If Customer provides feedback to FalconX regarding the Services (“Feedback”), Customer grants to FalconX the right to use and exploit such Feedback without restriction or compensation.
13. Publicity.
Customer may not use FalconX’s name and marks to describe its use of the Services unless Customer has obtained prior written approval of FalconX.
14. General.
The Agreement (including the FalconX Policies) are the entire agreement between Customer and FalconX with respect to the subject matter and supersede any prior or contemporaneous agreements whether written or oral. For all purposes under this Agreement each party shall be and act as an independent contractor and shall not bind nor attempt to bind the other to any contract. This Agreement and any dispute arising hereunder shall be governed by the laws of the State of California, without regard to the conflicts of law provisions thereof. In any action or proceeding to enforce rights under this Agreement, the prevailing party will be entitled to recover reasonable costs and attorneys’ fees. Without limiting anything herein, and except for payment obligations, neither party shall have any liability for any failure or delay resulting from any condition beyond the reasonable control of such party, including but not limited to governmental action or acts of terrorism, earthquake or other acts of God, labor conditions and power failures.
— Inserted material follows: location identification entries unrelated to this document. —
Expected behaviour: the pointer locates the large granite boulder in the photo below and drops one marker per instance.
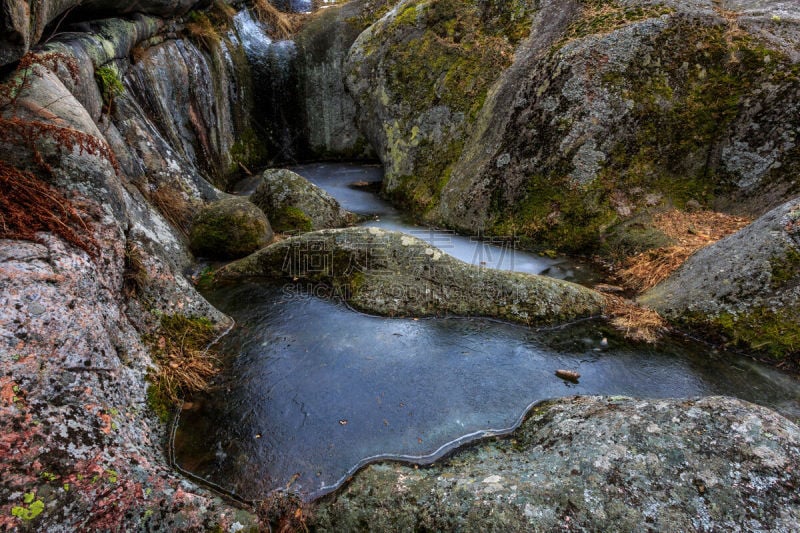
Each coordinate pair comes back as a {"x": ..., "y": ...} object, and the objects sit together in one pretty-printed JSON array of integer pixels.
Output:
[
  {"x": 594, "y": 464},
  {"x": 744, "y": 289},
  {"x": 292, "y": 203},
  {"x": 229, "y": 229},
  {"x": 391, "y": 273}
]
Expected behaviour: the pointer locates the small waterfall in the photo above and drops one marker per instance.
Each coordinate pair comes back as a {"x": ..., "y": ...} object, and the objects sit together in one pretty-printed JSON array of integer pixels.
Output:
[
  {"x": 294, "y": 6},
  {"x": 278, "y": 102}
]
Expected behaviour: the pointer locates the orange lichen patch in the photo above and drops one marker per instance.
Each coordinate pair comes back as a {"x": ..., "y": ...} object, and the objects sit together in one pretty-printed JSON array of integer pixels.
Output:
[
  {"x": 691, "y": 231},
  {"x": 7, "y": 393},
  {"x": 106, "y": 419},
  {"x": 634, "y": 322}
]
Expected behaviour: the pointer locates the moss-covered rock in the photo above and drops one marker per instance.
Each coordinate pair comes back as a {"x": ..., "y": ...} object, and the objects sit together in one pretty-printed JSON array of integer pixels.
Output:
[
  {"x": 557, "y": 121},
  {"x": 390, "y": 273},
  {"x": 420, "y": 75},
  {"x": 294, "y": 204},
  {"x": 745, "y": 289},
  {"x": 611, "y": 104},
  {"x": 229, "y": 229},
  {"x": 594, "y": 464}
]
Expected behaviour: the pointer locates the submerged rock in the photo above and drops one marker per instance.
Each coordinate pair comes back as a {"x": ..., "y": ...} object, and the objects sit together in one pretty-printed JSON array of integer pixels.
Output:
[
  {"x": 293, "y": 203},
  {"x": 595, "y": 464},
  {"x": 555, "y": 121},
  {"x": 229, "y": 229},
  {"x": 745, "y": 288},
  {"x": 392, "y": 273}
]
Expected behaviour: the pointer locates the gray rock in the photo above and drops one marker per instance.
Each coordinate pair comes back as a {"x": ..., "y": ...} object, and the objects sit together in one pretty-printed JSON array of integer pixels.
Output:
[
  {"x": 292, "y": 203},
  {"x": 23, "y": 27},
  {"x": 594, "y": 464},
  {"x": 745, "y": 287},
  {"x": 391, "y": 273},
  {"x": 229, "y": 228},
  {"x": 329, "y": 110}
]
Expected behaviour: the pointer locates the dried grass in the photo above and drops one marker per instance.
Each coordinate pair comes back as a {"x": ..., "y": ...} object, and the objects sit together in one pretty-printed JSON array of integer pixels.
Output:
[
  {"x": 135, "y": 277},
  {"x": 28, "y": 206},
  {"x": 174, "y": 206},
  {"x": 691, "y": 231},
  {"x": 182, "y": 350},
  {"x": 281, "y": 25},
  {"x": 634, "y": 322}
]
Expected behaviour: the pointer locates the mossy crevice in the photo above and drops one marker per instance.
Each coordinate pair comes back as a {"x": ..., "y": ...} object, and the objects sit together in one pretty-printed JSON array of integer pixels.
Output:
[
  {"x": 439, "y": 58},
  {"x": 291, "y": 219},
  {"x": 774, "y": 333},
  {"x": 681, "y": 103}
]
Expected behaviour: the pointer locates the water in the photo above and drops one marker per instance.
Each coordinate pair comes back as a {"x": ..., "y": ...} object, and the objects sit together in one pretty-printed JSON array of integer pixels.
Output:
[
  {"x": 495, "y": 252},
  {"x": 315, "y": 390},
  {"x": 275, "y": 83}
]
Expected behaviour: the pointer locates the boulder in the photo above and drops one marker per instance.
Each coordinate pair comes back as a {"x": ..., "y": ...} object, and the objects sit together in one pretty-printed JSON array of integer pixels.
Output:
[
  {"x": 292, "y": 203},
  {"x": 390, "y": 273},
  {"x": 594, "y": 464},
  {"x": 745, "y": 288},
  {"x": 556, "y": 121},
  {"x": 22, "y": 27},
  {"x": 228, "y": 229}
]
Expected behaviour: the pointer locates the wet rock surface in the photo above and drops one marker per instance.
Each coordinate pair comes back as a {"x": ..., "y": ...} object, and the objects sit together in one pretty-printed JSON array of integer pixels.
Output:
[
  {"x": 294, "y": 204},
  {"x": 596, "y": 113},
  {"x": 391, "y": 273},
  {"x": 81, "y": 446},
  {"x": 595, "y": 463},
  {"x": 229, "y": 229}
]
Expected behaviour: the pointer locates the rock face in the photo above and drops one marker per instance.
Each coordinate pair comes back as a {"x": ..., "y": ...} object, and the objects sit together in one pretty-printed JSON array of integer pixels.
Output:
[
  {"x": 82, "y": 448},
  {"x": 23, "y": 25},
  {"x": 391, "y": 273},
  {"x": 595, "y": 464},
  {"x": 292, "y": 203},
  {"x": 745, "y": 288},
  {"x": 570, "y": 117},
  {"x": 328, "y": 108},
  {"x": 419, "y": 77},
  {"x": 229, "y": 229}
]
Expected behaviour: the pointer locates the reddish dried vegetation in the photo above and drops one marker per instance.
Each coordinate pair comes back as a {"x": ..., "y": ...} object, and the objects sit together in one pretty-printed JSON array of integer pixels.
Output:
[{"x": 27, "y": 204}]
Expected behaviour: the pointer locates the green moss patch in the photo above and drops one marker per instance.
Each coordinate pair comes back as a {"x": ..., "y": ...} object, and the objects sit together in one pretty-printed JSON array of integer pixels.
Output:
[
  {"x": 555, "y": 214},
  {"x": 775, "y": 333},
  {"x": 229, "y": 228},
  {"x": 602, "y": 16},
  {"x": 109, "y": 82},
  {"x": 291, "y": 219},
  {"x": 443, "y": 53}
]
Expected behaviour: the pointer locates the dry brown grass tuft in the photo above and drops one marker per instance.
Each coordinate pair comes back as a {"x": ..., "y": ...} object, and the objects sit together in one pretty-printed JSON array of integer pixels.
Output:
[
  {"x": 281, "y": 25},
  {"x": 135, "y": 277},
  {"x": 181, "y": 349},
  {"x": 634, "y": 322},
  {"x": 28, "y": 205},
  {"x": 692, "y": 231},
  {"x": 174, "y": 206}
]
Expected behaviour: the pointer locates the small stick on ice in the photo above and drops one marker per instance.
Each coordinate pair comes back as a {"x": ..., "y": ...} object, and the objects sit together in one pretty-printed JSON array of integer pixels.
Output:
[{"x": 569, "y": 375}]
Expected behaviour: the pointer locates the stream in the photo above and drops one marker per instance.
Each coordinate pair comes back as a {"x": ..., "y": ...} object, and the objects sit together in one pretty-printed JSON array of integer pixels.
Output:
[{"x": 315, "y": 390}]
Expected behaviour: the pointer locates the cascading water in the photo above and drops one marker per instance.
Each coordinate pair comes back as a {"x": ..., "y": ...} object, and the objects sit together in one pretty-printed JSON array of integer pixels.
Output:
[{"x": 278, "y": 107}]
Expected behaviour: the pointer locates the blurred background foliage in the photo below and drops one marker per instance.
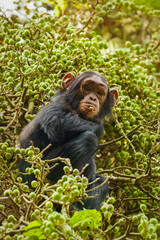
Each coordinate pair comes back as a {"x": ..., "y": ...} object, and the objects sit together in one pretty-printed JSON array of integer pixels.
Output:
[{"x": 39, "y": 43}]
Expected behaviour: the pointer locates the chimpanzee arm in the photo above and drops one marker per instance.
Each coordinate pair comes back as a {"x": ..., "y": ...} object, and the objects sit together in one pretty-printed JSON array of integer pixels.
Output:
[
  {"x": 59, "y": 124},
  {"x": 74, "y": 124}
]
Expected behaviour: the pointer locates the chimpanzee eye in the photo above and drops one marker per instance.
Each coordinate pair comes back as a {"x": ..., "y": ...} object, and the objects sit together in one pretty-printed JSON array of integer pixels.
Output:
[
  {"x": 86, "y": 87},
  {"x": 100, "y": 93}
]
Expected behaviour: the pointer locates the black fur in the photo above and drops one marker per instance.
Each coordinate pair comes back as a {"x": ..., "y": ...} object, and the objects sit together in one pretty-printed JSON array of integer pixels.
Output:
[{"x": 71, "y": 136}]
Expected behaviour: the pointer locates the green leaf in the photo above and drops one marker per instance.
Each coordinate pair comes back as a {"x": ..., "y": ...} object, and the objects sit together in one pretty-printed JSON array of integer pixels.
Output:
[
  {"x": 33, "y": 231},
  {"x": 86, "y": 219}
]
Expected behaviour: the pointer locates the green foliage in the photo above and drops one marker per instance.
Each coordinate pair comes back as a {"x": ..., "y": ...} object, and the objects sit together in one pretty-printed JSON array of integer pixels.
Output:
[
  {"x": 119, "y": 39},
  {"x": 86, "y": 219}
]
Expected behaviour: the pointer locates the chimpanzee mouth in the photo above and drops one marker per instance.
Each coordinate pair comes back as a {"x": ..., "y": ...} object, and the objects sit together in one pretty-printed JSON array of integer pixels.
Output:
[{"x": 91, "y": 108}]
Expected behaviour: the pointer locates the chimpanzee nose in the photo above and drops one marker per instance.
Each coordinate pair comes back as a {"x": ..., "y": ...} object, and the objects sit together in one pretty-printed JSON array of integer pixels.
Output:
[{"x": 93, "y": 98}]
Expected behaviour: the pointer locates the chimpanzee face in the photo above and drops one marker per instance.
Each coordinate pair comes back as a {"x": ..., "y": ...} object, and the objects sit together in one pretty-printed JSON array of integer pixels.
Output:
[{"x": 94, "y": 93}]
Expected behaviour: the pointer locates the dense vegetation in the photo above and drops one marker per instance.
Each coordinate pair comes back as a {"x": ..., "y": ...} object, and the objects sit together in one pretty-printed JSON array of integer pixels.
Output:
[{"x": 119, "y": 39}]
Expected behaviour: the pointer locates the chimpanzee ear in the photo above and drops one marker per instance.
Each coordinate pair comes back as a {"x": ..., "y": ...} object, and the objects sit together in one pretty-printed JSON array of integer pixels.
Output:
[
  {"x": 114, "y": 97},
  {"x": 67, "y": 79}
]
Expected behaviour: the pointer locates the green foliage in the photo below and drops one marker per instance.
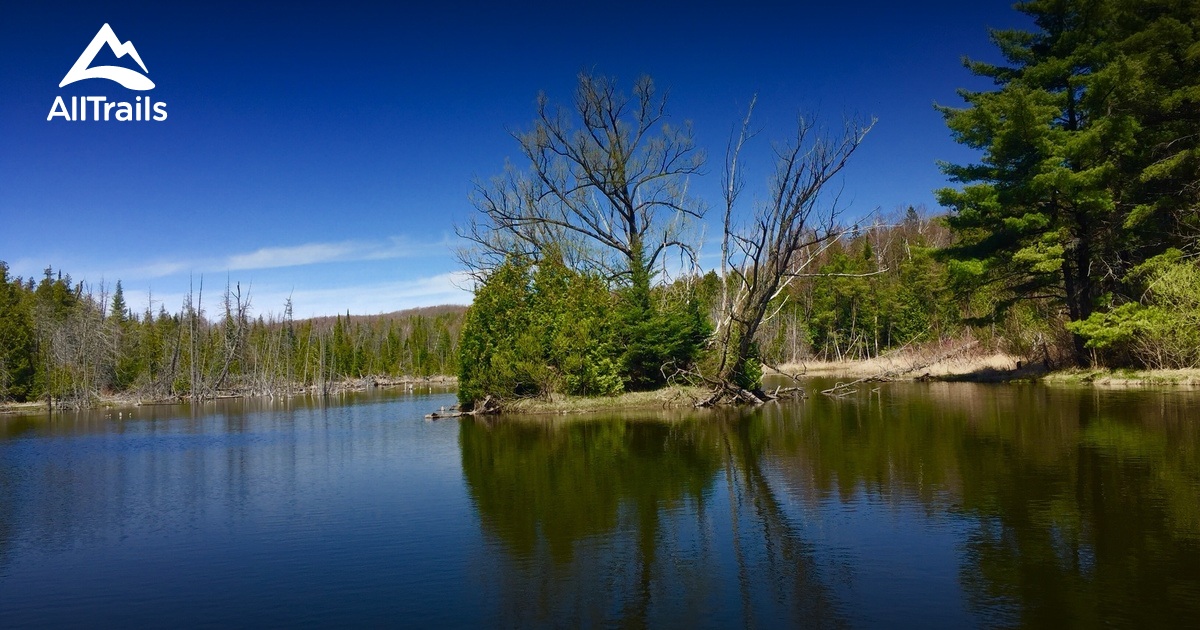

Neither party shall have the right to assign this Agreement, except that FalconX may assign its rights and obligations without consent to an affiliate, and either party may assign its rights and obligations to a successor to substantially all its relevant assets or business, provided that the assigning party provides reasonable prior written notice of the assignment (and in no event less than 10 days). No waiver, change, or modification to this Agreement will be effective unless in writing signed by both parties. Any notices in connection with this Agreement will be in writing and sent by first class US mail or major overnight delivery courier service to the address specified on the cover sheet of this Agreement or such other address as may be properly specified by written notice hereunder. This Agreement may be signed in counterparts, each of which shall be deemed an original and all of which together shall constitute one and the same instrument. In the event that any provision of this Agreement shall be determined to be illegal or unenforceable, that provision will be limited or eliminated so that this Agreement shall otherwise remain in full force and effect and enforceable.